I pm: atteggiamento non veritiero o quantomeno reticente di
Mori e di «Ultimo» Il «pentito» Giuffrè: «Il boss teneva lì le
carte sui rapporti con persone esterne "vicine" alla mafia,
Bagarella voleva prenderle per evitare danni a questi
referenti. Ritengo che ora le abbia Matteo Messina Denaro»
ROMA - Il mistero che dura da 11 anni riprende la strada dell' archivio, ma senza soluzione.
Piuttosto con ulteriori dubbi e «gravi perplessità», accusa il pubblico ministero. La storia della
mancata perquisizione e della sorveglianza sospesa al covo di Totò Riina subito dopo la sua cattura,
lasciato sguarnito dai carabinieri del Ros a insaputa dei magistrati palermitani, resta un groviglio di
«inammissibili contraddizioni logiche», fatti che «non trovano alcuna plausibile spiegazione»,
«inspiegabili condotte». Di fronte all' impossibilità di provare che i responsabili dell' operazione
avessero non solo la consapevolezza, ma anche la volontà di «agevolare obiettivamente gli uomini
di Cosa Nostra», la Procura di Palermo ha nuovamente chiesto l' archiviazione dell' inchiesta. Quelli
dei due carabinieri indagati per favoreggiamento sono nomi importanti nella storia della lotta alla
mafia: il generale Mario Mori - ex capo del Ros, oggi prefetto e direttore del Sisde - e l' ex capitano
Ultimo, oggi tenente colonnello in servizio al Nucleo operativo ecologico dell' Arma, l' uomo che
materialmente catturò Riina la mattina del 15 gennaio 1993 in una strada di Palermo. Il capo della
mafia, latitante da trent' anni, da pochi minuti era uscito dalla sua abitazione, in un residence di via
Bernini. Ma la casa non fu perquisita; secondo gli accordi presi con la Procura ricostruiti dall'
indagine, i carabinieri del Ros dovevano sorvegliarla per intercettare eventuali «uomini d' onore»

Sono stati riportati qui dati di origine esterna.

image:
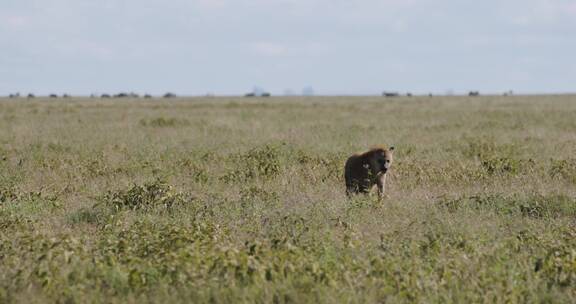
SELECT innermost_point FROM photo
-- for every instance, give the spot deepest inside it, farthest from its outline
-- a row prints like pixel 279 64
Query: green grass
pixel 228 200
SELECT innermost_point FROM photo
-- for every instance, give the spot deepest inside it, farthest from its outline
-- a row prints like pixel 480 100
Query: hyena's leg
pixel 381 183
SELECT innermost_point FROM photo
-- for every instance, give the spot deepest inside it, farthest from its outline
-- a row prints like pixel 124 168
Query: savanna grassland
pixel 231 200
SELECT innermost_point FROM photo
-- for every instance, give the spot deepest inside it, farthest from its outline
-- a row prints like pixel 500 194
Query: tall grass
pixel 234 200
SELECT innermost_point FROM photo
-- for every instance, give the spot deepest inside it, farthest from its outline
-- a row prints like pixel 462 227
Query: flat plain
pixel 231 200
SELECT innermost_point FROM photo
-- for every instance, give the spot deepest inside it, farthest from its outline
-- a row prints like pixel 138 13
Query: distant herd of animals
pixel 172 95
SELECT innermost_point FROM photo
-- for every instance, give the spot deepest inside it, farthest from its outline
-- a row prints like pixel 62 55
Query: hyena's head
pixel 381 159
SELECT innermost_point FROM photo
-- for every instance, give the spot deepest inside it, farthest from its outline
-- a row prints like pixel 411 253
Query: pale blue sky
pixel 336 46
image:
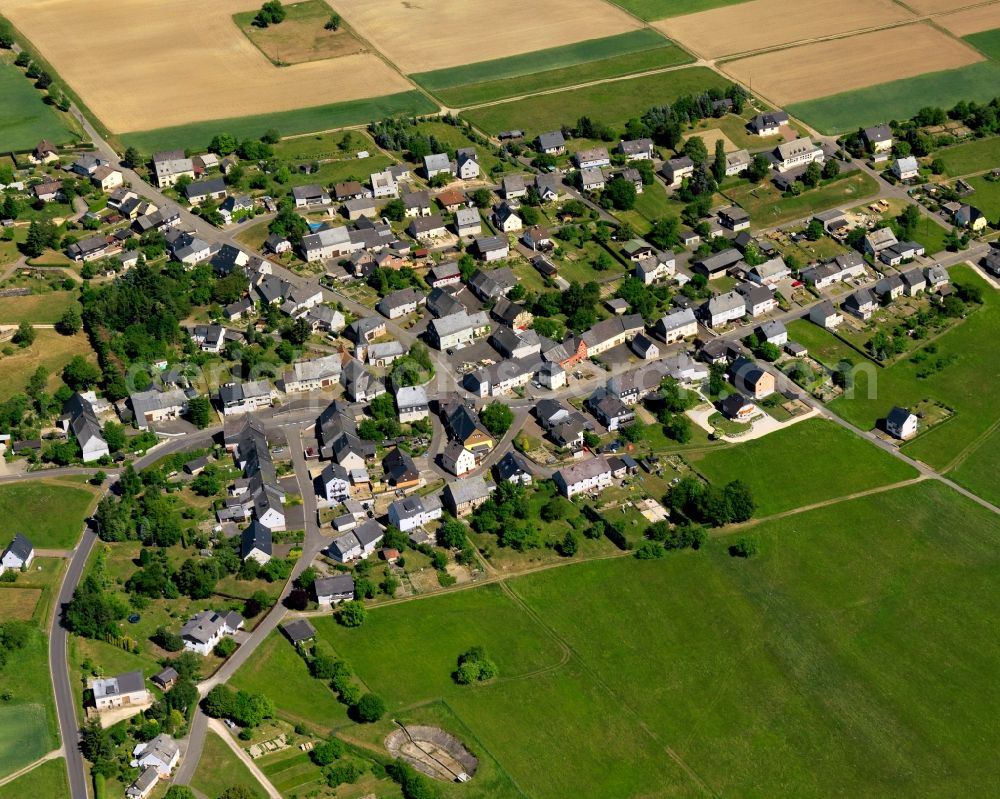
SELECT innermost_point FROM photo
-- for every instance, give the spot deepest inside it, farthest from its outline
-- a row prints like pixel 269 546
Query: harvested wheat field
pixel 971 20
pixel 762 24
pixel 420 37
pixel 940 6
pixel 855 62
pixel 182 62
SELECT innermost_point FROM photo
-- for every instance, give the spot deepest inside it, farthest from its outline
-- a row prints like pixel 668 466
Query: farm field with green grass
pixel 219 769
pixel 60 526
pixel 597 59
pixel 26 118
pixel 197 135
pixel 612 103
pixel 845 625
pixel 962 358
pixel 48 779
pixel 768 207
pixel 660 9
pixel 842 464
pixel 899 99
pixel 974 156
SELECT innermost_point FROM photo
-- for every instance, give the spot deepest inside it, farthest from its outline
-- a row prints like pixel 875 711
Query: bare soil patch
pixel 302 36
pixel 971 20
pixel 423 36
pixel 762 24
pixel 433 751
pixel 182 62
pixel 856 62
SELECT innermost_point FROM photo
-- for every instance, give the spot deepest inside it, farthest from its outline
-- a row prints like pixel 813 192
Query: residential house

che fossero andati a prelevare la famiglia di Riina. Due settimane dopo, però, la stessa Procura
scoprì che quella «sorveglianza a distanza» non c' era mai stata. Solo «un grosso equivoco nato
dalla concitazione di quei giorni», ha spiegato Ultimo ai magistrati; «tutt' al più una dimenticanza,
non certo un' omissione dolosa da parte nostra», ha confermato Mori. Giustificazioni che il pm di
Palermo Antonio Ingroia definisce «poco convincenti». Ma nelle 15 pagine inviate al giudice delle
indagini preliminari (che nel 2002 aveva respinto una prima richiesta di archiviazione, ordinando
altri accertamenti) e consegnate dal procuratore Grasso alla commissione parlamentare antimafia, c'
è di più. Per esempio, scrive il pm, «elementi indiziari più che sufficienti per ritenere provato che
gli ufficiali del Ros e segnatamente il tenente colonnello, con l' avallo del generale Mori, lasciarono
intenzionalmente credere ai magistrati e agli altri ufficiali dell' Arma una circostanza non
rispondente al vero e cioè che l' attività di osservazione (del covo, ndr) sarebbe proseguita senza
soluzione di continuità fin tanto che la perquisizione non sarebbe stata eseguita». Una bugia
intenzionale, affermano gli inquirenti, intorno alla quale ruota l' intera vicenda che in passato ha
prodotto duri contrasti tra il Ros e la Procura palermitana. Alla base c' è un appunto dell' allora
procuratore aggiunto Aliquò, che fissando i fatti del 15 gennaio ' 93 scrisse: «Durante il pranzo,
Ultimo (...) dice che contava di vedere chi sarebbe venuto a prelevare i familiari di Riina. Intervento
di Mori. (...) Garanzia di controllo assoluto e costante». Parole piuttosto precise, che Ultimo ha di
fatto smentito nel suo interrogatorio: «Io non specificai se l' attività di osservazione sul complesso
di via Bernini sarebbe o meno proseguita nei giorni successivi... Io non volevo fare sorveglianza...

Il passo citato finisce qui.